Search code examples
.netregexlookbehind

How does atomic group inside a positive lookbehind work?


I don't understand why the regex (?<=i:(?>\D*))\d does not match the string i:>1.

The way I undertand it:

  • at index 0: the lookbehind i won't match
  • at index 1: the lookbehind i: won't match
  • at index 2: the lookbehind i:(?>\D*) will match i: but the \d after the lookbehind won't match >
  • at index 3: the lookbehind i:(?>\D*) will match i:> and the \d after the lookbehind will match 1 -> the regex is satisfied

Solution

  • See Regular Expressions Cookbook: Detailed Solutions in Eight Programming Languages:

    .NET allows you to use anything inside lookbehind, and it will actually apply the regular expression from right to left. Both the regular expression inside the lookbehind and the subject text are scanned from right to left.
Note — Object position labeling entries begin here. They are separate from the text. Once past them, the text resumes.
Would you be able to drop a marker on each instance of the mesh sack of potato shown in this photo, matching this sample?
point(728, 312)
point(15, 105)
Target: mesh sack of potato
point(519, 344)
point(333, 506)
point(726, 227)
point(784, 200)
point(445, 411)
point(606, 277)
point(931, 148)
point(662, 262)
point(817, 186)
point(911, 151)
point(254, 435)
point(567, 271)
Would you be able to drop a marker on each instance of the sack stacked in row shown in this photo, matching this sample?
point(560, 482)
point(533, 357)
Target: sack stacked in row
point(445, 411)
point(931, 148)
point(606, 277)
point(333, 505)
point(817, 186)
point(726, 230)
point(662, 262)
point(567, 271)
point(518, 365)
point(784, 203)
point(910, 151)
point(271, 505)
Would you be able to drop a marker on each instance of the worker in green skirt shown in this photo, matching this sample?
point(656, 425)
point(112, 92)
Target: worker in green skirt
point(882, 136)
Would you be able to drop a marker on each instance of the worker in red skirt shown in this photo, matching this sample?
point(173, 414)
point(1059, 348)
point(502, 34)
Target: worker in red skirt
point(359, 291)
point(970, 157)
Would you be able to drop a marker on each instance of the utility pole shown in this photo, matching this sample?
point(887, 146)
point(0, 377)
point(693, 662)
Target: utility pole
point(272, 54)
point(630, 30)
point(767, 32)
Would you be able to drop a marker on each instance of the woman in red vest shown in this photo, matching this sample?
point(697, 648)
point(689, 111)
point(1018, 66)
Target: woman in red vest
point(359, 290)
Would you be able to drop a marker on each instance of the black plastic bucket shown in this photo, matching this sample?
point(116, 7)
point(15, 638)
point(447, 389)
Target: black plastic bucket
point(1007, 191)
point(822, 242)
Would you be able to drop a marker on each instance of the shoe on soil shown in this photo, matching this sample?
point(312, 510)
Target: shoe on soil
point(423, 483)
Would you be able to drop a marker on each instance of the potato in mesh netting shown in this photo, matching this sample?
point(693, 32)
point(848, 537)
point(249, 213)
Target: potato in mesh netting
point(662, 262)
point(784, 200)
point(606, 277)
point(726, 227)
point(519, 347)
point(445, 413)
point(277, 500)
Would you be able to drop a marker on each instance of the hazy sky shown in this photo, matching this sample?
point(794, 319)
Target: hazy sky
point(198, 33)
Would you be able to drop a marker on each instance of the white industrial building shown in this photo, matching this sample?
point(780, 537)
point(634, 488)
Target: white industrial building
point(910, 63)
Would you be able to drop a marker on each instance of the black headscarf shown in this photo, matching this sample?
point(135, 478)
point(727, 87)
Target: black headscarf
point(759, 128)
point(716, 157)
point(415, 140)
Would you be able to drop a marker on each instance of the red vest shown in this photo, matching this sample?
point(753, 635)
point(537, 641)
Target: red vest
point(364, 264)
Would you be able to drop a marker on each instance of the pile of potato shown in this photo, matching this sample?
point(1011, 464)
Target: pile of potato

    The (?<=i:(?>\D*))\d pattern does not match the 1 in i:>1 because the atomic group (?>\D*) prevents any backtracking into its pattern. The i: (actually, : and then i gets matched) is matched with \D*, and then there no way to re-match i: as the atomic group does not allow backtracking.

    You can also see that (?<=i:(?>[^:\d]*))\d will match 1 in i:>1 because here, [^:\d]* matches any char but : and digits, and thus only comes up to i: and i: is still there to be matched.